Passing of Tak Yamamoto

A/PGF is sad to announce the passing of Takenori "Tak" Yamamoto, one of the founders and past president of Asian/Pacific Lesbians and Gays, now know as Asian/Pacific Gays and Friends. 


**The press release below used with permission of the Manzanar Committee. 


LOS ANGELES — The Los Angeles-based Manzanar Committee is saddened to report the passing of long-time Manzanar Committee leader Takenori “Tak” Yamamoto, of Los Angeles, on Friday, November 9, 2012.

 

Yamamoto, 74, died of natural causes, according to long-time partner and Committee supporter Karl Fish.

 

Growing up in a large family, Yamamoto was among the 120,000 Americans of Japanese ancestry who were forcibly removed from the West Coast as a result of President Franklin D. Roosevelt’s signing of Executive Order 9066 on February 19, 1942.

 

Yamamoto’s family was sent to Poston, Arizona, one of ten American concentration camps where Japanese Americans were incarcerated during World War II. His family spent three years in the Arizona desert, behind the barbed wire.

 

After the war, Yamamoto left Poston, and returned to Los Angeles. He joined the United States Army after completing high school, and served in Germany. He went on to work as a supervisor in the Los Angeles County Registrar-Recorder/County Clerk’s office.

 

Yamamoto served as president of the Asian and Pacific Islanders for LGBT Equality, as well as president of the San Fernando Valley Japanese American Citizens League (SFV JACL).

 

During his tenure with the SFV JACL, Yamamoto was open about his sexual orientation, refusing to allow it be an obstacle to his work, and in 1994, he was instrumental in pushing the National JACL to support same-sex marriage.

 

Yamamoto was also one of the founders and a long-time president of the Asian/Pacific Lesbians and Gays (now Asian/Pacific Gays and Friends) in Los Angeles, an organization formed to fight discrimination against Asian and Pacific Islanders. It remains the oldest active group of its type in the United States.

 

Yamamoto is best known for his leadership in the Manzanar Committee, sponsor of the annual Manzanar Pilgrimage since 1969, and more recently, the Manzanar At Dusk program since 1997.

 

Yamamoto served as treasurer, but did so much more, working hand-in-hand with long-time Committee chair, and co-founder of the Manzanar Pilgrimage, Sue Kunitomi Embrey.

 

“It was great for me to be part of the group since 1976 or 1977 when I joined,” Yamamoto said during a 2009 interview. “My getting involved was the fact that I met her at the Asian Studies Group at Cal State LA. She came to a class and I was so taken by her. I had to find out who she was. I was taking evening classes at the time.”

 

“They were meeting on Weller Street [in Los Angeles’ Little Tokyo] at the time,” Yamamoto added. “So that’s where I went. I thought, ‘this was kind of a strange place.’ But she was there, and I thought she was dynamic. She had this kind of sit-back appearance, but when she had an idea, she’d go forward with it. I thought, ‘this woman has a lot of power for being a person of such small stature.’ I was really taken by that.”

 

Manzanar Committee Co-Chair Bruce Embrey also praised Yamamoto in remarks made in 2009.

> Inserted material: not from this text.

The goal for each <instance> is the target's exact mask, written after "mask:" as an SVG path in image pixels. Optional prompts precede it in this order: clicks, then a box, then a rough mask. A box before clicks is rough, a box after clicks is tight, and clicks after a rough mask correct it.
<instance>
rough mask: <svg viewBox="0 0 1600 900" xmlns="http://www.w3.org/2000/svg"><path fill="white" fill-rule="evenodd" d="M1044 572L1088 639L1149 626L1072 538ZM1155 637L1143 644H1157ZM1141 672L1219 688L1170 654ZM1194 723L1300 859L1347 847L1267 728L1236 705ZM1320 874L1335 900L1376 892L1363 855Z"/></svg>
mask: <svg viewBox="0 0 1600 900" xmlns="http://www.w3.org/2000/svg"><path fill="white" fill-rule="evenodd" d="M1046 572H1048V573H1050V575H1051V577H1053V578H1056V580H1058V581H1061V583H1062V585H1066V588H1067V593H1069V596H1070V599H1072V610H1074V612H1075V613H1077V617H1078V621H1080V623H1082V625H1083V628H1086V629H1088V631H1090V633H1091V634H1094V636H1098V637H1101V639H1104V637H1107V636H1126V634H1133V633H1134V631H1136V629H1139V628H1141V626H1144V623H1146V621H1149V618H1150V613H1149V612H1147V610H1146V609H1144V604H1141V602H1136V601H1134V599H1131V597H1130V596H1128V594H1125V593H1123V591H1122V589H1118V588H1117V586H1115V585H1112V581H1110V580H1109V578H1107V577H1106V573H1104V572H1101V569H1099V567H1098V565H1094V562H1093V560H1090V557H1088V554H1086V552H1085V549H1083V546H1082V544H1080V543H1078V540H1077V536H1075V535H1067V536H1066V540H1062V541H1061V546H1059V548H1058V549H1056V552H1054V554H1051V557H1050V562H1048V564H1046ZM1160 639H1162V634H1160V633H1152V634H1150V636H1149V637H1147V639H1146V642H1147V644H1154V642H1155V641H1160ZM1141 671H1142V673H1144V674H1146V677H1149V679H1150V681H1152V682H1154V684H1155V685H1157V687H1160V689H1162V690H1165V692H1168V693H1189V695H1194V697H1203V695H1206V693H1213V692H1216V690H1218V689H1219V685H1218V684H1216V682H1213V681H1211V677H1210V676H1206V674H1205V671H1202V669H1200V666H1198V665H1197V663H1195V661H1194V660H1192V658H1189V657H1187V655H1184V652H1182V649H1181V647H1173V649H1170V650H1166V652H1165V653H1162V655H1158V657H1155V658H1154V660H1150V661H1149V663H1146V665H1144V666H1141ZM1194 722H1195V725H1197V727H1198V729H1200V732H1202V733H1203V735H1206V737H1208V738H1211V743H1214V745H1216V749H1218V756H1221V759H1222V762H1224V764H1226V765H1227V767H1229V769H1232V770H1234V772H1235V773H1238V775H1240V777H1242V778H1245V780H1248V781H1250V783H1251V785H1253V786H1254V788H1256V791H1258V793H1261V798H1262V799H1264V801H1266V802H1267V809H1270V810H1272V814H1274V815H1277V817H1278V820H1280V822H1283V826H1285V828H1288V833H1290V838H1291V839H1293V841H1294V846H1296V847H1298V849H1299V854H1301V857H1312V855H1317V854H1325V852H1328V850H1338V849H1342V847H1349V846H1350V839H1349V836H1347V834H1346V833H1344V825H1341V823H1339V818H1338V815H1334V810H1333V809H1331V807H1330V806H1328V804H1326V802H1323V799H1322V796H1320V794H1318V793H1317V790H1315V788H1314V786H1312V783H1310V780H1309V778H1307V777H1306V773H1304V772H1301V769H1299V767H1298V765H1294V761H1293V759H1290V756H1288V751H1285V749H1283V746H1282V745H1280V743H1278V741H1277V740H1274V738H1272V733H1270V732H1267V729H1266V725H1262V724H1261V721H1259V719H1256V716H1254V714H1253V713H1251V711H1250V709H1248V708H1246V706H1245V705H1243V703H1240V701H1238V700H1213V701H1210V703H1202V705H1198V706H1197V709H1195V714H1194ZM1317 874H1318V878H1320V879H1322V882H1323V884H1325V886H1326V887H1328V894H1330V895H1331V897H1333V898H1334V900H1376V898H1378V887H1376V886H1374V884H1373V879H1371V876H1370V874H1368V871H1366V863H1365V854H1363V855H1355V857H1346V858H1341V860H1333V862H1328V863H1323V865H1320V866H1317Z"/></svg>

“Tak’s great,” he said. “I can remember when the Manzanar Committee was pretty damned small, and there were a handful of people. Tak would take on hours of work in the blazing sun [at the Pilgrimage] with a couple of other people to put on this program year after year because he had that inner strength, tenacity and the understanding.”

 

“We had a dinner for Tak when he retired,” he added. “Reverend Paul Nakamura—Tak asked him to say a few words. He got up and said Tak Yamamoto is one of those individuals, in times of crisis and hardship, who stands up and takes on the work and tasks that others haven’t, can’t or won’t. [Reverend Paul added] that in the Bible, those were men of valor, and Tak is a man of valor.”

 

“I think that was really a beautiful summation. Tak and others like him took up the call to take on recognizing what happened, breaking the silence and doing what they needed to do to make sure [the Pilgrimage] happened every year so that people could come—those who were able, those who were willing to learn and to heal, and to build these alliances and bonds.”

 

Bruce Embrey added that his mother, Sue Kunitomi Embrey, and Yamamoto played a key role in the Redress and Reparations struggle by keeping the annual Manzanar Pilgrimage alive.

 

“Without the annual Pilgrimage, and without Tak and my mother organizing it every year, regardless of who came and regardless of the political climate, the community would not have undergone the transformation it needed to go through to confront its past and demand that it be redressed,” he stressed.

 

“Tak was a fighter, firm in his convictions and eminently patient,” he added. “He was one of the first who took on the struggle for redress and civil rights for the LGBT community, and that’s why, to those who knew him, Tak is a hero.”